Não foi o único caso envolvendo helicópteros
neste ano. Ocorreram outros dois registros, desta vez em Minas Gerais. Em 2 de
janeiro, uma aeronave que transportava quatro pessoas caiu no Lago de Furnas,
deixando uma pessoa morta. No início da semana passada, em Belo Horizonte, um
helicóptero da Polícia Rodoviária Federal que atendia um acidente envolvendo
uma carreta fez um pouso forçado logo após decolar, danificando casas no
entorno.
É uma sequência alarmante de acidentes,
principalmente quando se considera que o Brasil tem uma das maiores frotas de
helicópteros do mundo, com mais de 2 mil aeronaves do tipo, segundo a Agência
Nacional de Aviação Civil (Anac). São Paulo, a cidade do mundo com o maior
número de helicópteros, conta com mais de 410 aparelhos, que realizam 2.200
decolagens e aterrissagens por dia. Rio de Janeiro e Belo Horizonte também
contam com frotas consideráveis.
Pelas próprias dimensões das máquinas, o
transporte por helicópteros é restrito a poucas pessoas por viagens, que são
normalmente operadas por empresas de táxi aéreo em centenas de helipontos. É um
mercado extremamente pulverizado — ao contrário da aviação civil comercial, que
concentra as operações em aeroportos e em grandes jatos — e, por isso mesmo,
mais difícil de ser controlado.
Mas como os três acidentes em pouco tempo
deixaram claro, a Anac e o governo devem intensificar ainda mais as
fiscalizações sobre os helicópteros e seus pilotos. Um dos exemplos dessa
necessidade vem justamente do acidente em São Paulo. Comandante da aeronave que
caiu em Paraibuna, Cassiano Tete Teodoro, 44 anos, chegou a ter a licença de
voo cassada, após acusações de má conduta. Depois de cumprir a punição máxima
de dois anos de suspensão e a realização de novos cursos, ele recuperou a
autorização, três meses antes do acidente.

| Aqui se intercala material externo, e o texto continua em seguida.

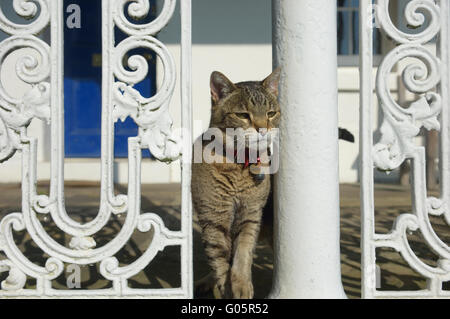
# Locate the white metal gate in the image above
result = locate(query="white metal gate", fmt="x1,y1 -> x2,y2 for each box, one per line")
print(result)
360,0 -> 450,298
0,0 -> 192,298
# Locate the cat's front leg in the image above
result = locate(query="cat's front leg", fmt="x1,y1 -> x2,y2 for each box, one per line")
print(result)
230,209 -> 262,299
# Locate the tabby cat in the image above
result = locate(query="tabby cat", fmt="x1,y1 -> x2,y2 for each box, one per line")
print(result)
191,69 -> 281,298
191,69 -> 354,298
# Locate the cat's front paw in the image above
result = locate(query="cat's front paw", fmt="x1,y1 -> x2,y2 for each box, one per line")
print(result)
231,272 -> 253,299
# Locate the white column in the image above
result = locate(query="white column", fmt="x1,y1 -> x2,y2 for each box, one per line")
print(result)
270,0 -> 345,298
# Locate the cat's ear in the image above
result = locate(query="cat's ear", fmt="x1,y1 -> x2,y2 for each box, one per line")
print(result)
210,71 -> 236,103
262,68 -> 281,96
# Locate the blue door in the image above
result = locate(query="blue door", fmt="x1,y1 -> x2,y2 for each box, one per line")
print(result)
64,0 -> 155,158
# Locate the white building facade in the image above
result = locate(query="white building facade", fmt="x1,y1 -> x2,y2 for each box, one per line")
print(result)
0,0 -> 414,184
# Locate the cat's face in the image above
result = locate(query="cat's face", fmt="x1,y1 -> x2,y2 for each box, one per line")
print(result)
210,69 -> 281,135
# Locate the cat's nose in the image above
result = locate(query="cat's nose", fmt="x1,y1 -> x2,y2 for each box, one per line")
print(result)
258,128 -> 267,136
253,120 -> 267,134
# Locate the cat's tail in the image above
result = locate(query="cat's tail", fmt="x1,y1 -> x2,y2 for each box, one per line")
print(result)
339,128 -> 355,143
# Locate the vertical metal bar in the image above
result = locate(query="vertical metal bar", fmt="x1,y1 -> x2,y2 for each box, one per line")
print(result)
180,0 -> 193,298
359,0 -> 376,298
437,0 -> 450,222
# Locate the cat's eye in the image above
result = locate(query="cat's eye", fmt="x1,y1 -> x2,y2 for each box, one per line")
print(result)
267,112 -> 278,119
234,112 -> 250,120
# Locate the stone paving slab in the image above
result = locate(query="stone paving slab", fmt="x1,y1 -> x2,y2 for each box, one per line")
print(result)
0,183 -> 450,298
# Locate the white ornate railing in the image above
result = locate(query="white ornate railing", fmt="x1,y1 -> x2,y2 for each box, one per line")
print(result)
0,0 -> 192,298
360,0 -> 450,298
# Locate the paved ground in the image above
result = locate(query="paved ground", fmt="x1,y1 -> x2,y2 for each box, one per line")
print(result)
0,183 -> 450,298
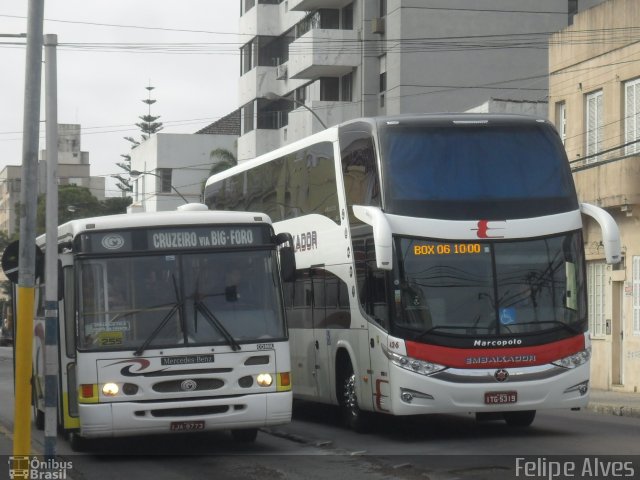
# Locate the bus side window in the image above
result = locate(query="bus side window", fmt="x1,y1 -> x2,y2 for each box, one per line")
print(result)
61,267 -> 76,358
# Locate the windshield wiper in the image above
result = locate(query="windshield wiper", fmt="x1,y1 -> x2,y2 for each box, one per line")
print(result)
133,275 -> 184,357
193,298 -> 242,352
416,325 -> 469,339
133,303 -> 180,357
510,320 -> 582,334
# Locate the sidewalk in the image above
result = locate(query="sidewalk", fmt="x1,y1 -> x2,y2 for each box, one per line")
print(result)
587,389 -> 640,418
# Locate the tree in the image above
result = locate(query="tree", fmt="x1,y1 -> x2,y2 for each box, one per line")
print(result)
200,148 -> 238,193
36,185 -> 131,234
114,84 -> 163,193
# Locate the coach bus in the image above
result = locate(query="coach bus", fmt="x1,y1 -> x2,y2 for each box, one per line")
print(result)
23,204 -> 295,450
205,114 -> 620,430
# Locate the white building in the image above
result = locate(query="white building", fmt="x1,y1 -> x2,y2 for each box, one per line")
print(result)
128,111 -> 239,212
238,0 -> 602,161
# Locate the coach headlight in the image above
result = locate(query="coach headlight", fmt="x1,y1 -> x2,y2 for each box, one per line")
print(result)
256,373 -> 273,387
551,347 -> 591,368
382,345 -> 447,375
102,382 -> 120,397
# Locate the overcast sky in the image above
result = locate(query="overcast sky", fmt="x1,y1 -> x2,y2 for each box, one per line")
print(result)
0,0 -> 240,196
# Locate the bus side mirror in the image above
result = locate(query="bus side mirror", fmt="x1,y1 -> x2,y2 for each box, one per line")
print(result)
276,233 -> 296,282
353,205 -> 393,270
580,203 -> 622,264
58,260 -> 64,301
2,240 -> 44,283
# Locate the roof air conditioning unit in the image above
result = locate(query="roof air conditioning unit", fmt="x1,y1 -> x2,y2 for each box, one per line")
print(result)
371,17 -> 384,33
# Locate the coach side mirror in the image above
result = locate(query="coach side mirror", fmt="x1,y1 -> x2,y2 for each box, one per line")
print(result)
275,232 -> 296,282
353,205 -> 393,270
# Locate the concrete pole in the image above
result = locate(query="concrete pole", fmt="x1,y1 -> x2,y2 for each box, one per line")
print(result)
13,0 -> 44,457
44,31 -> 58,459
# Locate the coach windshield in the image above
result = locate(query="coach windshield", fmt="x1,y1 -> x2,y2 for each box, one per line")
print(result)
394,231 -> 587,342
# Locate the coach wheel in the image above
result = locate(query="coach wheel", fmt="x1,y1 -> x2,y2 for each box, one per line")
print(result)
341,362 -> 369,433
502,410 -> 536,427
231,428 -> 258,443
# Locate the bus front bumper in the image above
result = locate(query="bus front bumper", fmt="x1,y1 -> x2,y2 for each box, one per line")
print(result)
79,391 -> 292,438
374,364 -> 589,415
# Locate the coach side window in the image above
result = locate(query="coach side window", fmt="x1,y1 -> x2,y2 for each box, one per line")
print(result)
340,132 -> 380,223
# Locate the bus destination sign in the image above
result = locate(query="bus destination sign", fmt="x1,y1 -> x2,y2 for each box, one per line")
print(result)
80,225 -> 270,253
413,243 -> 489,256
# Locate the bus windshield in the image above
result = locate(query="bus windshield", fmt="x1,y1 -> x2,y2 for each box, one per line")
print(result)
394,232 -> 587,339
380,122 -> 578,220
78,250 -> 287,352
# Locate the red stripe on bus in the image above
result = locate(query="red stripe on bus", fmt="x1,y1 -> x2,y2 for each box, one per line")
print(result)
405,335 -> 584,368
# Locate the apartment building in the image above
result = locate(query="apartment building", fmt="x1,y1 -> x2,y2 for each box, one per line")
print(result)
238,0 -> 602,161
549,0 -> 640,391
0,124 -> 105,236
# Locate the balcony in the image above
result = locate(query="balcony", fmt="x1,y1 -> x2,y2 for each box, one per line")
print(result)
573,154 -> 640,208
289,29 -> 360,79
238,66 -> 281,105
289,0 -> 351,11
238,3 -> 282,39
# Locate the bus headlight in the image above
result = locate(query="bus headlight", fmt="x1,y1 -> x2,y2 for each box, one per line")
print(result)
256,373 -> 273,387
551,347 -> 591,368
382,347 -> 447,375
102,382 -> 120,397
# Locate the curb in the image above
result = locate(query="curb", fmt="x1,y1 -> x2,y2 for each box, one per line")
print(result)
587,403 -> 640,418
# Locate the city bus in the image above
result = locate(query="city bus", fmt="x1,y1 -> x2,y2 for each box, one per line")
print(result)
205,114 -> 620,430
23,204 -> 295,450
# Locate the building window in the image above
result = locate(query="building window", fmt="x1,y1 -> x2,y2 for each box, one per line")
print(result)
567,0 -> 578,25
320,77 -> 340,102
587,262 -> 606,337
586,90 -> 604,163
342,3 -> 353,30
556,102 -> 567,145
624,78 -> 640,155
157,168 -> 172,193
633,256 -> 640,336
379,55 -> 387,107
242,101 -> 254,135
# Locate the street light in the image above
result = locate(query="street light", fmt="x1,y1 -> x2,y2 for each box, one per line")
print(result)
129,170 -> 189,203
264,92 -> 328,130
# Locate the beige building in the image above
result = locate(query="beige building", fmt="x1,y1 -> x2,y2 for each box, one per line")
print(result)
549,0 -> 640,392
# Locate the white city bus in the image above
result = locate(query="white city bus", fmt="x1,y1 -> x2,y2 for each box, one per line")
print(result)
205,114 -> 620,430
27,204 -> 295,449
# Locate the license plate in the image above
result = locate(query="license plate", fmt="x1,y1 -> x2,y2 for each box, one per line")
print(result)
169,420 -> 204,432
484,392 -> 518,405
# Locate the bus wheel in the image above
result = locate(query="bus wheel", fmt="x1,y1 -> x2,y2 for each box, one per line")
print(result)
502,410 -> 536,427
341,363 -> 369,433
231,428 -> 258,443
31,387 -> 44,430
69,432 -> 89,452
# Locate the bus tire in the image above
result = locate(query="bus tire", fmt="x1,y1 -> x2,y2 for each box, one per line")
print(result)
340,360 -> 370,433
69,432 -> 89,452
231,428 -> 258,443
502,410 -> 536,427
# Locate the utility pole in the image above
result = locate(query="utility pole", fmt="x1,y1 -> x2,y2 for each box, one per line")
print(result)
13,0 -> 44,456
44,35 -> 58,459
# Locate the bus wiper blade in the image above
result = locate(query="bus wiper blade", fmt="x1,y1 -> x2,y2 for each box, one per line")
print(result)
510,320 -> 582,334
133,303 -> 180,357
193,300 -> 242,352
416,325 -> 469,339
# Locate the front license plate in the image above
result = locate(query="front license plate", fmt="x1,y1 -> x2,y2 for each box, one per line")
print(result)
484,392 -> 518,405
169,420 -> 204,432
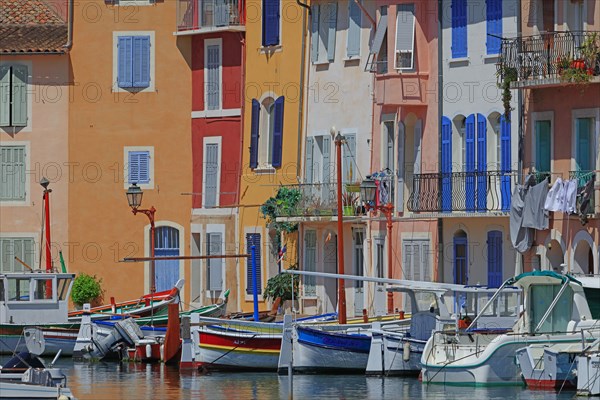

É fundamental, portanto, que as exigências
para os pilotos do país sejam mais rígidas, de modo a tentar evitar que
condutores inapropriados assumam os manches das aeronaves. Além disso, os
descumprimentos das regras devem ser punidos com muito mais rigor pelas
autoridades responsáveis, com prazos maiores de suspensão para quem chegar a
perder o brevê de voo. No transporte aéreo civil, mais imposições são sinônimo
de mais segurança. Por fim, todos os casos recentes de quedas de helicópteros
devem ser investigados à exaustão, com transparência, e as responsabilidades
pelos acidentes devem ser reconhecidas e devidamente corrigidas.
Mas nada disso adiantará se os pilotos de helicópteros de todo o Brasil não adotarem o binômio da prudência e da perícia. Os motivos da queda da aeronave em Paraibuna ainda estão sendo investigados, mas as péssimas condições climáticas no momento do voo e a insistência do piloto em chegar ao destino, mesmo com baixíssima visibilidade, podem ter contribuído para o acidente fatal — e que seria evitado se as regras do bom-senso tivessem sido respeitadas. Se cada um fizer sua parte, as viagens aéreas do país estarão mais seguras para todos.